3.4.La dimension nationale

Suite à la forte prise de position de l’Union européenne au sujet du Lyon-Turin, les deux gouvernements nationaux de la France et de l’Italie décident de renforcer leurs prérogatives étatiques sur le dossier du projet et réduire le risque d’une ingérence excessive de la part des régions sur des sujets dont la compétence financière reste à la charge de l’État. L’action de l’État français est à resituer aussi, comme celle des régions, qui se sont lancées – comme nous l’avons vu plus haut - dans leurs propres activités « diplomatiques » avec les autres régions européennes, dépassant ainsi le strict le cadre de la décentralisation.
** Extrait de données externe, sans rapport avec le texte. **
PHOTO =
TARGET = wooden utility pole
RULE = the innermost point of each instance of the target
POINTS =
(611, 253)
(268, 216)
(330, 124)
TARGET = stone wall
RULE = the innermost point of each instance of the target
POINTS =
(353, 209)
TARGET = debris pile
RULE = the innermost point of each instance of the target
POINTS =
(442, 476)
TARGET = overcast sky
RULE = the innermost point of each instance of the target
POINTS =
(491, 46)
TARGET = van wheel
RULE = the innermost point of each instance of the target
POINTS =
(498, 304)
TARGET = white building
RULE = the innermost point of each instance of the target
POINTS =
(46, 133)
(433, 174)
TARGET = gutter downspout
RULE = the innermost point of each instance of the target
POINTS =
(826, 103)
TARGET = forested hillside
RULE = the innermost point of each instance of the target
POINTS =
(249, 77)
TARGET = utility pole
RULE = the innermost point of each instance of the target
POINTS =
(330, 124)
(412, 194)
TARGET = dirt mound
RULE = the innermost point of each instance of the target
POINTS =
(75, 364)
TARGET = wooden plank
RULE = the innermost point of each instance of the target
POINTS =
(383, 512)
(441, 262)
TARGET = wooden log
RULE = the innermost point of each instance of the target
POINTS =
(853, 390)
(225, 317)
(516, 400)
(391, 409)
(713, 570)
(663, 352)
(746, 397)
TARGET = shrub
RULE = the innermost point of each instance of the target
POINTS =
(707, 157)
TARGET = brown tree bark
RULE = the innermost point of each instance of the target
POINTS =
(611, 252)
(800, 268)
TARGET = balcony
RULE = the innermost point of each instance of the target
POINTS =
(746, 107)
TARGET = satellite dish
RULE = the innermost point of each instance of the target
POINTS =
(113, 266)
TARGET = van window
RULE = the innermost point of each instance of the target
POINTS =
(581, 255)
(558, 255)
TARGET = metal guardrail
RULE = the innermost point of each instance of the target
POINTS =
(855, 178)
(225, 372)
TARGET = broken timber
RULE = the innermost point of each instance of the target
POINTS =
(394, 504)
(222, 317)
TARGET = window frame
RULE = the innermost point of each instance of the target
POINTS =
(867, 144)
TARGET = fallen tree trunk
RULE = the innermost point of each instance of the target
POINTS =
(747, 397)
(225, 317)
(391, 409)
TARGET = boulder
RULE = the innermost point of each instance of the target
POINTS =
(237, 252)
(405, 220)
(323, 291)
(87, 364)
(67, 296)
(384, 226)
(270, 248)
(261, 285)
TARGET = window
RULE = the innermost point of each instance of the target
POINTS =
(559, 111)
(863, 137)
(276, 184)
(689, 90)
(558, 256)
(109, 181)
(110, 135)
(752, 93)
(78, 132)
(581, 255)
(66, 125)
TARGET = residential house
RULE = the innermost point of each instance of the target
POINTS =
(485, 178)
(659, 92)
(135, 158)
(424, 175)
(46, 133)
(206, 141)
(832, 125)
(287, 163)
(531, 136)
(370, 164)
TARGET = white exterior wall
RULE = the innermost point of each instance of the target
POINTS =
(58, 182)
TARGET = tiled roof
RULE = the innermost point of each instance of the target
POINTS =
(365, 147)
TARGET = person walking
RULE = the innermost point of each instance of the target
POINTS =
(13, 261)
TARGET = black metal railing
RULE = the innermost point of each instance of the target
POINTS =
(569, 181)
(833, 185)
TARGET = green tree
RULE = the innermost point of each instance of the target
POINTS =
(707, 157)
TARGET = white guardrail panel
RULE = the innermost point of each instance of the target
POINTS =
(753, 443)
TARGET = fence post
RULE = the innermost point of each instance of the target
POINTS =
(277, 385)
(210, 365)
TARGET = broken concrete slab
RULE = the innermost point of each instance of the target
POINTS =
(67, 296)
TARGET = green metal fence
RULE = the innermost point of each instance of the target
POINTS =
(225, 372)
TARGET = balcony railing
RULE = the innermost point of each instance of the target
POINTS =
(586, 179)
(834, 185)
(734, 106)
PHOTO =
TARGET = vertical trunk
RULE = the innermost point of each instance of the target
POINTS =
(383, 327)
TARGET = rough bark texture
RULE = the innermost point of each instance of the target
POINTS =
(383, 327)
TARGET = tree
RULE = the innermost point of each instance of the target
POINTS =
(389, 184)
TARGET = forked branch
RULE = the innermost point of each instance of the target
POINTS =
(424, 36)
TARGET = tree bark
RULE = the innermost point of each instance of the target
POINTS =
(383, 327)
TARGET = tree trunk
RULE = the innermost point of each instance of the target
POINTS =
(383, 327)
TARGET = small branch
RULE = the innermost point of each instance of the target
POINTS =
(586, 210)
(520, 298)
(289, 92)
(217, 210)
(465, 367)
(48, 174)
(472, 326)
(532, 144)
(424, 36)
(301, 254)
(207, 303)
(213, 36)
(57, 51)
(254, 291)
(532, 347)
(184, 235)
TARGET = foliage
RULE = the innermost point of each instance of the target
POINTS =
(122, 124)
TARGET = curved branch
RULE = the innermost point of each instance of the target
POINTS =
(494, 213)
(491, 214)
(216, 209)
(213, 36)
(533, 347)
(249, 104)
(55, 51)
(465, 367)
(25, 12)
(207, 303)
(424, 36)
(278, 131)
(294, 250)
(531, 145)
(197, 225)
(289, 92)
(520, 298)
Ainsi, le resserrement évident que connaît le débat dans la deuxième partie des années 1990, dont le centre se déplace au niveau des États centraux à travers la création d’acteurs nouveaux et à la redistribution des compétences techniques et politiques parmi l’ensemble des acteurs, peut se lire comme le résultat de la volonté de redéfinir les frontières de l’action publique entre l’État et les régions. Paradoxalement, la sortie de la dimension régionale, où la région Rhône-Alpes et la SNCF avaient conduit la discussion, et le passage à une nouvelle phase, où la centralité du rôle de ces deux acteurs s’affaiblit, se vérifie au même moment où leur association obtient une reconnaissance officielle avec la création du GIP Transalpes (par. 3.2.1.1). Néanmoins, il faut remarquer que l’approbation par l’État français de cette structure se traduit en réalité par une augmentation de son contrôle sur les études qu’elle réalise : le terrain d’étude autorisé pour la région est en effet limité, à partir de ce moment, aux recherches et aux activités liées à la concertation pour l’insertion de la section française du projet sur le territoire régional. L’ensemble des autres études est reconduit sous la direction du gouvernement central. L’étiolement des acteurs régionaux dans l’histoire du Lyon-Turin s’accompagne ainsi de l’affirmation du rôle des États au sein du processus décisionnel, qui récupèrent une position de pouvoir à travers la création de deux nouveaux acteurs.

Ces changements d’organisation et des rôles des acteurs dans le processus décisionnel relatif au projet sont à mettre en relation aussi avec les éléments relatifs à l’évolution des acteurs, indépendamment du projet. Ainsi, les alternances politiques qui ont concerné l’État français (l’arrivée du gouvernement Jospin, avec des écologistes et un Ministre des transports communiste) et la Région Rhône-Alpes (perte de la présidence de la Région dans un contexte très conflictuel par Charles Millon) sont des éléments déterminants de la redistribution des rôles qui s’opère. Pour l’État, en effet, la présence conjointe des écologistes et des communistes impose un arbitrage plus favorable au transfert modal, s’appuyant entre autres sur des actions volontaristes. Le soutien à un grand projet d’infrastructure dont la finalité serait désormais de réduire le trafic routier est une manière de concilier les productivistes, les étatistes et les écologistes qui composent la nouvelle majorité. Pour la Région, l’éviction de Charles Millon se traduit par une rupture de fait avec un style de pouvoir tendant à la fois à personnaliser l’action de cette collectivité et à repousser les frontières de ses compétences. La Région continue donc à soutenir le Lyon-Turin, mais en abandonnant le rôle moteur qu’elle a eu jusque là au profit de l’État d’une part, et, dans une moindre mesure, des élus locaux d’autres part. Ce dernier point est facilité par le consensus construit sous l’ère Millon, qui se maintien intact. Il est visible dans l’arbitrage rendu sur la desserte de Chambéry où la vision locale l’emporte nettement sur une vision plus régionale. Michel Rivoire, dans son interview exprime à la fois le ressentiment d’avoir perdu son rôle, ce qui illustre le renouvellement intervenu avec l’éviction de Charles Millon, et son regret du choix de la desserte de Chambéry qui lui semble sacrifier le projet à des intérêts locaux17.

Notes
17.

Entretien filmé avec Michel Rivoire, membre fondateur du Comité pour la liaison Transalpine. Réalisé par le Laboratoire d’Économie des Transports (2005).